Hickox actually lives in Maine, where she has been cleared to return… only to discover that the people of Maine aren’t thrilled to have her back.  The New York Post reports locals have set up a Facebook page opposed to her return home, where one user wrote, “She is pretty selfish and without common sense!”  The manager of her hometown is said to have “received phone calls from many worried residents.”  The nurse has reportedly agreed to a voluntary in-home isolation period, but she’s arguing with the state of Maineover how long it will last… an argument spirited enough to get her lawyers involved, as state officials issue vague warnings about how they’ll take “appropriate action” if she breaks isolation early.  Hickox apparently thinks she only needs to stay home for a day or two.
This is the sort of thing that won’t happen as much if people are reassured by sensible mandatory isolation protocols, although stamping out every vestige of Ebola fear would be a tall order.  I believe Hickox had a fair point about the clumsy implementation of New Jersey’s quarantine procedure, but she also exaggerated her hardships – according to New Jersey authorities, she straight-up lied about some of them – and her shrill attitude is apparently not reassuring to some of her neighbors.  I get the impression from man-on-the-street interviews that the general public is somewhat less sympathetic to Hickox than the national media.  She lost some people when she started sounding like she was auditioning for job at MSNBC.
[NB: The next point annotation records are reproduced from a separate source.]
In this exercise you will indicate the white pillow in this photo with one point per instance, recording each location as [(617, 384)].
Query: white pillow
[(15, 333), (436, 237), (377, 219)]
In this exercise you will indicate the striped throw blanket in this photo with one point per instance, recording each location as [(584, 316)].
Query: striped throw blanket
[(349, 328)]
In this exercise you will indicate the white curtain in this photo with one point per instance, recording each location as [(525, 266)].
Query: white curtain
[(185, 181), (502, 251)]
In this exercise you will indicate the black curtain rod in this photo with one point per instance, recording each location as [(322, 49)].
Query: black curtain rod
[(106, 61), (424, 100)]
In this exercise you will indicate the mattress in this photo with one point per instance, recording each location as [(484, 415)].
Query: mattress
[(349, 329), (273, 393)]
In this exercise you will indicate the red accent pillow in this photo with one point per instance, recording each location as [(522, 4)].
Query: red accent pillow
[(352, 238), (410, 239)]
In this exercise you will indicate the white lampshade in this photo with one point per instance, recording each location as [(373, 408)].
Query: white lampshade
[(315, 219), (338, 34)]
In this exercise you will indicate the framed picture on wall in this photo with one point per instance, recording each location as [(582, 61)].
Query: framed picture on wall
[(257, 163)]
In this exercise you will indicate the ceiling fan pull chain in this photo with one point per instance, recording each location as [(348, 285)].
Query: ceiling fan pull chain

Governor Christie appeared on the Today show to defend his state’s Ebola protocol and insist he hasn’t backed down on it, rejecting host Matt Lauer’s insinuation that Hickox was only sprung from hermetically-sealed stir and allowed to return to Maine because she lawyered up:
“Is it possible you’re going to be on the wrong side of science, but the right side of public opinion on this?” asked Lauer, repeating the latest variation of the fashionable “normal people are hysterical idiots” narrative beloved by the Beltway-media axis.  Christie answered with some excellent points about how SCIENCE! has been wrong about Ebola quite a few times lately.  I know why they elite are so desperate to reinforce their sense of superiority by treating public concern over Ebola as benighted superstition.  What I don’t get is why anyone genuinely expects the public to forget about the Dallas Ebola circus, Dr. Spencer’s Excellent Adventure, Dr. Nancy Snyderman breaking isolation to get a bowl of soup, or the unsettling number of skilled and dedicated doctors who have contracted Ebola in Africa despite taking every precaution.  The public isn’t “freaking out” en masse.  They’re asking for reasonable steps to avoid the conditions that would cause a freak-out, and they’re more than a little tired of being insulted for it.